On August 4th was celebrated the Queen Mother’s 87th birthday. For the benefit of newcomers to the valley it seems worth recalling the tale of the Queen Mother’s tree. A letter appearing in one of the local papers prior to her eightieth suggested that a tree be planted in the town to honour the occasion. The idea appealed to the Warminster Town Council of the time. Wits and pencils were sharpened and to it they went.
I have no idea what attendance money is paid to a town councillor, and I doubt whether others do either or even much care, but the matter of the Queen Mother’s tree proved to be one of the most intractable problems undertaken in council. What sort of tree? Suppose it was vandalized? Ah, we’d all look silly then! And so on, proving how any simpleton can make a suggestion that wise heads take time to carry out.
In an effort to revive the council’s flagging hopes of success, a further letter appeared in one of the local papers, signed this time on behalf of the Warminster Civic Trust. (I must be careful here. I am a wholehearted supporter of the aims of the Trust and pay my annual subscription as I know all members do). A single tree to mark the event? queried the letter. Never! A single tree? No, let us do a deed worthy of the occasion. Not one tree but eighty – nothing less! We need an avenue of trees, one that will stretch from the Western Car Park to Weymouth Street. Boldness, imagination! Come on Warminster!
The Council caught its collective breath over this vision on the grand scale. Eighty trees! Pencils were re-sharpened, heads bent over the Council table, designs were drawn, considered, pronounced on, agonized over. Ah, the cost! Too expensive. Out of the question. Can’t be done. After the heady consideration of a whole avenue of trees, to plant a single sapling now seemed futile, even ludicrous, an idea to be abandoned.
Not entirely. One councillor more determined than the rest went ahead and planted a tree. But the place chosen was unfortunate, so out of the way that scarcely anyone knew of its whereabouts. Feeling itself inadequate, unwanted, unworthy of any plaque even, the tree grew depressed. It lingered on and then died. When I visited the spot recently I saw the dead tree had been removed, only its wooden support remained to record its shame.

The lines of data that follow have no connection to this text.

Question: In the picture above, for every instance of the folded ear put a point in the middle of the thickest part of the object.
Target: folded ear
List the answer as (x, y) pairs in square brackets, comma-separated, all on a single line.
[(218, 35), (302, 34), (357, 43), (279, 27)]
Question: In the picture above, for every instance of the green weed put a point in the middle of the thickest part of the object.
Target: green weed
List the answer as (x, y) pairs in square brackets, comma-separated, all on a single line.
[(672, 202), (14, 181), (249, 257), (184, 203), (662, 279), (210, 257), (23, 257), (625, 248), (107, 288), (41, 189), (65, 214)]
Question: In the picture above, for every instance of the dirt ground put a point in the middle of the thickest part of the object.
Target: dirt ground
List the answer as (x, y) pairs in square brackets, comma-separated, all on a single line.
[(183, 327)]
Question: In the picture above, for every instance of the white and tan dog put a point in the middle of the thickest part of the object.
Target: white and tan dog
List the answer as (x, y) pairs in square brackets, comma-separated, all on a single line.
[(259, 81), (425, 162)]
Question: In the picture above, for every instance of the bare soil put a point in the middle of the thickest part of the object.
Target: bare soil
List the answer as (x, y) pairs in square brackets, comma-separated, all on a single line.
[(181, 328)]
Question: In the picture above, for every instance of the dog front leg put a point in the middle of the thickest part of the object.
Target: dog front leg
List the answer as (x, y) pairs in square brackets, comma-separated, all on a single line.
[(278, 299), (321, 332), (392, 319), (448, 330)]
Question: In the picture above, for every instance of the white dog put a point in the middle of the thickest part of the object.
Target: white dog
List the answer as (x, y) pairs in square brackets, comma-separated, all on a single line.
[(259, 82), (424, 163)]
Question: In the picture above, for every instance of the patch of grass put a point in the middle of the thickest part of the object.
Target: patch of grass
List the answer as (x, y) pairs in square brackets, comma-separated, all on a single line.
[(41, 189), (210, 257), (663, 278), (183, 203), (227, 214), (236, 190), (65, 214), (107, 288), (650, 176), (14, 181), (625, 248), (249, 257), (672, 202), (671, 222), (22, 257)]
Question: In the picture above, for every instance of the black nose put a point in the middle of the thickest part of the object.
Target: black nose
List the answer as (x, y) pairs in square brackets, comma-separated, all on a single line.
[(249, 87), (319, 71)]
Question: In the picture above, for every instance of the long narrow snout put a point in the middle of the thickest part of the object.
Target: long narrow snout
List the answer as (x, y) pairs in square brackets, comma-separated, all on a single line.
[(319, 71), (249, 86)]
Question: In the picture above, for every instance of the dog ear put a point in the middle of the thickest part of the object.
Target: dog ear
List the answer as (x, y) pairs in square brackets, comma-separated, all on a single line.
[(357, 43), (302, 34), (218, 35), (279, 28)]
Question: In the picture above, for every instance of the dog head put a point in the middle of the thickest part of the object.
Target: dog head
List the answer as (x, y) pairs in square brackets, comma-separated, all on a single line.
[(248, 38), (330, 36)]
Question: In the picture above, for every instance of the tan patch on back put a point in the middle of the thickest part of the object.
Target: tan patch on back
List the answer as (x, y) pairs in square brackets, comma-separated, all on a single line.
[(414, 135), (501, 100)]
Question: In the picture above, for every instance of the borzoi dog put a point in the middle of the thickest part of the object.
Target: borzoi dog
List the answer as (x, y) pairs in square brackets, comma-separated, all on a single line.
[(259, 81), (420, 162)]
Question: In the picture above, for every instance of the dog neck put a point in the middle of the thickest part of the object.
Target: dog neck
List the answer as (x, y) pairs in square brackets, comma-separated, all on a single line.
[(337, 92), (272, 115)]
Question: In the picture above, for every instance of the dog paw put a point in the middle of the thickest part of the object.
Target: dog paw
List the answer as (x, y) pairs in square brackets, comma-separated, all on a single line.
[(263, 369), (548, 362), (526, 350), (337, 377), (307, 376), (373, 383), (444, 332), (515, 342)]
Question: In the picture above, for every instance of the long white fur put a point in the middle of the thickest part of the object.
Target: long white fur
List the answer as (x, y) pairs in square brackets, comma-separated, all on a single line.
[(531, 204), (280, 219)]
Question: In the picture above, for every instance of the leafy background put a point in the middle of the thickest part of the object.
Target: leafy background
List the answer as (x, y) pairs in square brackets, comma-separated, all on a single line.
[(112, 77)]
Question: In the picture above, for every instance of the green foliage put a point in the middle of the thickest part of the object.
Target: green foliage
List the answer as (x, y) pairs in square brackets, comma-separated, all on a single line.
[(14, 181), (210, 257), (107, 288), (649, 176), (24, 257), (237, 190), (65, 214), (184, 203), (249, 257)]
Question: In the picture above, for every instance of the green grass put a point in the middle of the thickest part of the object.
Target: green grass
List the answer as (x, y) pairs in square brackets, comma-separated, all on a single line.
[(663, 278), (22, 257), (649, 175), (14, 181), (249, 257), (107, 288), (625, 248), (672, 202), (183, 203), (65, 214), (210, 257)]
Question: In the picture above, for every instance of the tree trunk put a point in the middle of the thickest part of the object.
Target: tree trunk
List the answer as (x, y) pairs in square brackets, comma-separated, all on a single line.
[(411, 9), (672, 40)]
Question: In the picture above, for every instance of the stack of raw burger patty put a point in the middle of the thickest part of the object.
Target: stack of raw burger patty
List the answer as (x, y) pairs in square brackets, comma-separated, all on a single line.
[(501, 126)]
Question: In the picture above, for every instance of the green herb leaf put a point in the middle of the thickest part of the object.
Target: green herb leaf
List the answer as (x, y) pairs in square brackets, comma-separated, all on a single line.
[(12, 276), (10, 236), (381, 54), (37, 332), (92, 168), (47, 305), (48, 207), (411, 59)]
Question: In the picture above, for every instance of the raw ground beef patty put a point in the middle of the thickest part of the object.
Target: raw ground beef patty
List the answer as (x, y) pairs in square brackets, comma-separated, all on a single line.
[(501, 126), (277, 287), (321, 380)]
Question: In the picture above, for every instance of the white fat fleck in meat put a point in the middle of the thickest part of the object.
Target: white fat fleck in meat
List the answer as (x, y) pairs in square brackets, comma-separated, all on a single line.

Ma’am (if the Royal eye should ever light on these words) bear with us and forgive. We may yet do you justice. We have a bypass under construction, the result of more than eighteen years of struggle by our local member of Parliament, a specialist in foreign affairs, who found this one as stubborn as any he involved himself in, I mean in goading successive Secretaries of State for Transport to get the thing started. Wait until you are ninety. Ma’am, we beg you, and we could have planted along its ample margins an avenue of trees worthy of a Queen. And have room for ten more. The contractors (Alfred McAlpine) building the bypass might well co-operate and suggest where a minimum of 87 trees would look their best. I know of at least one local organisation whose patron is the Queen Mother and which would be proud to donate a tree. There could well be others who would wish to do the same. Yes, I bear in mind there may be other and better ideas. There is no monopoly in dreaming.
Contributed by Michael Joscelyne, Manor Gardens, Warminster.